The dental work was mostly covered through his health insurance at work. But after the surgery, he couldn't continue working at a call centre because he had difficulty talking.
"The confidence level, yes does go down," he said. "Even if you're confident enough to go say meet people or go to a job interview, you know then … it's hard."
Sawler, 34, who worked steadily for seven years before his dental surgery, hasn't worked since being let go from the call centre about one year ago.
"I had an interview with Target, it seemed like it was going good," said Sawler. "I wasn't hired and the reason I think is because I didn't have my teeth.
"I think I was looked at differently, you know because people commonly look at a person without teeth that it's someone who hasn't taken care of themselves or someone who has done drugs."
Sawler says he can't afford to pay for dentures with his employment insurance cheques, which will soon run out.

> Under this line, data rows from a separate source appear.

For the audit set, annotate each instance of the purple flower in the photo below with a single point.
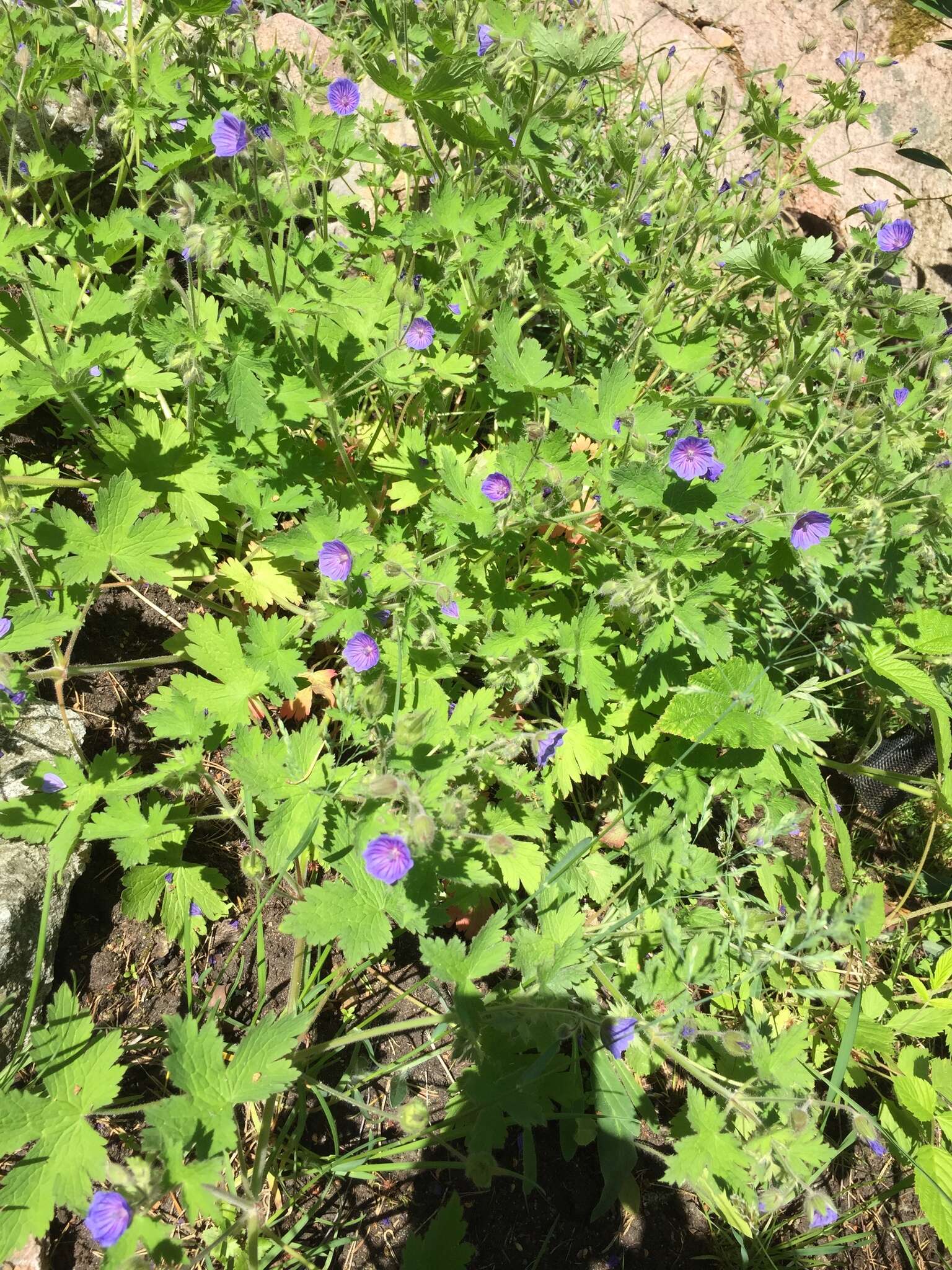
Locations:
(361, 652)
(617, 1034)
(895, 235)
(691, 458)
(334, 561)
(419, 334)
(809, 528)
(549, 745)
(821, 1210)
(343, 97)
(108, 1219)
(387, 859)
(847, 60)
(873, 210)
(229, 136)
(496, 487)
(484, 40)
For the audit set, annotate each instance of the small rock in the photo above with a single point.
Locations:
(31, 1256)
(718, 37)
(301, 41)
(40, 734)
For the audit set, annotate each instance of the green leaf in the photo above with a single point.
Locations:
(933, 1188)
(452, 962)
(248, 398)
(883, 175)
(619, 1127)
(924, 158)
(443, 1245)
(681, 352)
(928, 631)
(912, 680)
(122, 540)
(735, 704)
(79, 1075)
(519, 368)
(338, 911)
(915, 1095)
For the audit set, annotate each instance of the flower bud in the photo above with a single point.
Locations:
(410, 728)
(735, 1043)
(182, 207)
(384, 786)
(499, 843)
(413, 1117)
(423, 828)
(254, 866)
(799, 1119)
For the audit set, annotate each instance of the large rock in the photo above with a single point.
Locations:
(912, 94)
(40, 734)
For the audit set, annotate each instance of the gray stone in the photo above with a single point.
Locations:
(40, 734)
(31, 1256)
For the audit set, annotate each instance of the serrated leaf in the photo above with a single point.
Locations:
(122, 540)
(915, 1095)
(443, 1244)
(338, 911)
(933, 1188)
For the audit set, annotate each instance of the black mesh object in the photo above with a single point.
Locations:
(906, 753)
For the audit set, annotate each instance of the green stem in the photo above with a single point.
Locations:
(136, 665)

The provincial government does have programs that supply people with dental care, but Sawler doesn't qualify.
Dentist Susan Drapeau McNally founded a group that gives free dental care to the working poor.
"Teeth have more than the function of eating," said Drapeau McNally. "There's society, find a look, find a job …"
Mike Sawler says for less than $1,000 he can get a set of dentures and get back on his feet.
He feels he's getting the cold shoulder from a provincial government that lacks compassion.
Sawler says if the province would invest $800 or $900 to provide dentures for him, he thinks they'll save money down the road as he'll be able to go back to work.
Sawler says if he doesn't get help, he's worried his next step is living on the streets.